Bulk delete (truncate vs delete)

蹲街弑〆低调 提交于 2019-11-30 18:55:43

truncate is what you're looking for. If you need to slim down the db afterwards, run a shrink.

This MSDN refernce (if you're talking T-SQL) compares the behind the scenes of deleting rows versus truncating.

"Delete all rows"... wouldn't DROP TABLE (and re-recreate an empty one with same schema / indices) be preferable ? (I personally like "fresh starts" ;-) )

This said TRUNCATE TABLE is quite OK too, and yes, DBCC SHRINKFILE may be required afterwards if you wish to recover the space.

Depending on the size of the full database, the shrink may take a while; I've found it to go faster if it is shrunk in smaller chunks, rather than trying to get it back all at once.

One thing to remember with Truncate Table (as well as drop table) is going forward this will not work if you ever have foreign keys referencing the table.

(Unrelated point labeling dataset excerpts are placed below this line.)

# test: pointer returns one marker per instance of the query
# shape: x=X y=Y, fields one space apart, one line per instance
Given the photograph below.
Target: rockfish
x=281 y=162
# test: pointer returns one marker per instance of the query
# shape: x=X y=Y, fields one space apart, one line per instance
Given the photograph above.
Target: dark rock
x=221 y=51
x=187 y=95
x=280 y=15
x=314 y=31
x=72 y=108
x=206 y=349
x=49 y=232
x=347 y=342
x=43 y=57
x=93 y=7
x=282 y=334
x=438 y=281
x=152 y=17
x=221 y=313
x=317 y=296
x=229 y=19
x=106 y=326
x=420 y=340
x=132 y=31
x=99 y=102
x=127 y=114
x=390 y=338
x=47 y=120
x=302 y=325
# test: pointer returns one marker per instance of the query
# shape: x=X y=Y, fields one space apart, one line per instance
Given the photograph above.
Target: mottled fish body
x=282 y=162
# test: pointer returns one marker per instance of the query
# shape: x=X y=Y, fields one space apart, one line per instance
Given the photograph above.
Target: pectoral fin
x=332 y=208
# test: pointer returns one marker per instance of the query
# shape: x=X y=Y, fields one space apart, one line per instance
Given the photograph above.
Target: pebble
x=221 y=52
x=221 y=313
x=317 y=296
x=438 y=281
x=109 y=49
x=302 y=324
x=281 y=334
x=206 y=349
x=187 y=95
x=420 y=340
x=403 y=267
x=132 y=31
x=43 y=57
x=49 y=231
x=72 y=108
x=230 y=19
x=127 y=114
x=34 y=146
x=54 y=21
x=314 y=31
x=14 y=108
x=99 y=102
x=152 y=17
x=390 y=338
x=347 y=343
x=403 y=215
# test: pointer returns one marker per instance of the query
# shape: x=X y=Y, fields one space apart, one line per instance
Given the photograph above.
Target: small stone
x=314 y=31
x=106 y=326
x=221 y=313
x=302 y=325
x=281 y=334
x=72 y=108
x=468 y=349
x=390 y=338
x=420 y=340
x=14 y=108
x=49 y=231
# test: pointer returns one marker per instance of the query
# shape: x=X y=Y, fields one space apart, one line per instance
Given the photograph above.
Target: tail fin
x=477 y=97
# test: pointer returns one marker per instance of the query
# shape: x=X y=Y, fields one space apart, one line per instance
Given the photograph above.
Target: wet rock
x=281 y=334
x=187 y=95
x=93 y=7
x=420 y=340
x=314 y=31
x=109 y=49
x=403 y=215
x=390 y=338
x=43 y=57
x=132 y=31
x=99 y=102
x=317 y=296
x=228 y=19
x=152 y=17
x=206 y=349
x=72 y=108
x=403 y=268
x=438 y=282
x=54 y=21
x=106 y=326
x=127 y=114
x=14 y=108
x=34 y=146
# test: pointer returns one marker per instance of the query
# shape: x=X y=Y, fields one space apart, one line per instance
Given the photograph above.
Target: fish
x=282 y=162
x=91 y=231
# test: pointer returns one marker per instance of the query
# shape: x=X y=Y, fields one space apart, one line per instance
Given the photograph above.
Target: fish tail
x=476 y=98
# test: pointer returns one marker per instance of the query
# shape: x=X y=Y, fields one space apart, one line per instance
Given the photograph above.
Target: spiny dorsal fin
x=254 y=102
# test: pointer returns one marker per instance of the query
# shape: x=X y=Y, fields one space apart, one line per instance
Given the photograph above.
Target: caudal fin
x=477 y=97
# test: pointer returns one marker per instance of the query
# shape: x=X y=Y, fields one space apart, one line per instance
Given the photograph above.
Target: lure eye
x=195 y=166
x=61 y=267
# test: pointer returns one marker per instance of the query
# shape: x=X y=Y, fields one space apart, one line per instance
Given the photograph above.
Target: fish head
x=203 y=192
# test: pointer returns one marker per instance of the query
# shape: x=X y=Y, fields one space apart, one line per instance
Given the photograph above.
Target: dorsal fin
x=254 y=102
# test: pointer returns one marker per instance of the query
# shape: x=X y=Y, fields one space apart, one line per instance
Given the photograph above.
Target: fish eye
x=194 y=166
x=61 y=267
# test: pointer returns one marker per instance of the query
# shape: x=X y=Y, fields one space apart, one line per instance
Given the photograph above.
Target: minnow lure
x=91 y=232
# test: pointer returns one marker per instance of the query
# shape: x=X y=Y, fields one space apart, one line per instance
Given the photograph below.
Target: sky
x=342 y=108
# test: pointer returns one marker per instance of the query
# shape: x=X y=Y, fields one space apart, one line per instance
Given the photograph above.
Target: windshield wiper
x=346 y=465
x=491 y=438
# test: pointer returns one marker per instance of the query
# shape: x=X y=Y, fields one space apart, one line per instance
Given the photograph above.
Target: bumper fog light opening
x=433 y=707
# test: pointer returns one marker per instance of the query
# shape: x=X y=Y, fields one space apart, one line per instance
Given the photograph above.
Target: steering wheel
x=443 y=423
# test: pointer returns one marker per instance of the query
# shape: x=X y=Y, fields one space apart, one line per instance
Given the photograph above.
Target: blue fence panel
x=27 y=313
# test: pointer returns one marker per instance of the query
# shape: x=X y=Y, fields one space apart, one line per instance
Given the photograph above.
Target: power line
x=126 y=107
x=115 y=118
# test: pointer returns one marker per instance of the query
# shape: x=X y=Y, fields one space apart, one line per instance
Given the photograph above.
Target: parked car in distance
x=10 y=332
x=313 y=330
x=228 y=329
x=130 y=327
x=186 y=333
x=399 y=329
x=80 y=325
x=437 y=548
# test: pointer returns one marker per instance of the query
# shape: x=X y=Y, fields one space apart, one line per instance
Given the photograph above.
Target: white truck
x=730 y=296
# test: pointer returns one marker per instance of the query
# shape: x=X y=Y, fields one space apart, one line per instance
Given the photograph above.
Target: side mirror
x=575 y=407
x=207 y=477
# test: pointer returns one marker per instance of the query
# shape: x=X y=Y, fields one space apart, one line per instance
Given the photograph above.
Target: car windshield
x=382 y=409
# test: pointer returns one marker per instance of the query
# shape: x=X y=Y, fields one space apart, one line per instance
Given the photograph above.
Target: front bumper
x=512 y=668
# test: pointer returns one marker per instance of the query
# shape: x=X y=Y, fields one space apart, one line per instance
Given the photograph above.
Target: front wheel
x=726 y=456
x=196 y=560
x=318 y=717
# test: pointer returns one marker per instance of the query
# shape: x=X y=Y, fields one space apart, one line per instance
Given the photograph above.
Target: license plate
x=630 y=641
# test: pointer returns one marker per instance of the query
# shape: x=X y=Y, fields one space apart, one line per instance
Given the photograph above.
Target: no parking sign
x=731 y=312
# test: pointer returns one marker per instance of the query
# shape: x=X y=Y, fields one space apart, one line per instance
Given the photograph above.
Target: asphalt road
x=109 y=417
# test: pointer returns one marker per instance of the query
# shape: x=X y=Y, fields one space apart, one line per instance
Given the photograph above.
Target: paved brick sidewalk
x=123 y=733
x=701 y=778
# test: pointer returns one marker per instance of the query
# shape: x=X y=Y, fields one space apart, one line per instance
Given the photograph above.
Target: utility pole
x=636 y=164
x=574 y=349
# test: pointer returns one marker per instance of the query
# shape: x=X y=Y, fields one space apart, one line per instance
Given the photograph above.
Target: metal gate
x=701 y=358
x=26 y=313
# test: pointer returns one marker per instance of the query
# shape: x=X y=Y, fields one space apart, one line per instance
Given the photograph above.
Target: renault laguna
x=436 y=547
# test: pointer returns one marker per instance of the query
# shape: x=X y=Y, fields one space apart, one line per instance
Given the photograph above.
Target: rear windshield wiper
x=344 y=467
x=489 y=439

As pointed out, if you can't use truncate or drop

SELECT 1
WHILE @@ROWCOUNT <> 0
    DELETE TOP (100000) MyTable
Chad

You have a normal solution (truncate + shrink db) to remove all the records from a table.

As Irwin pointed out. The TRUNCATE command won't work while being referenced by a Foreign key constraint. So first drop the constraints, truncate the table and recreate the constraints.

If your concerned about performance and this is a regular routine for your system. You might want to look into moving this table to it's own data file, then run shrink only against the target datafile!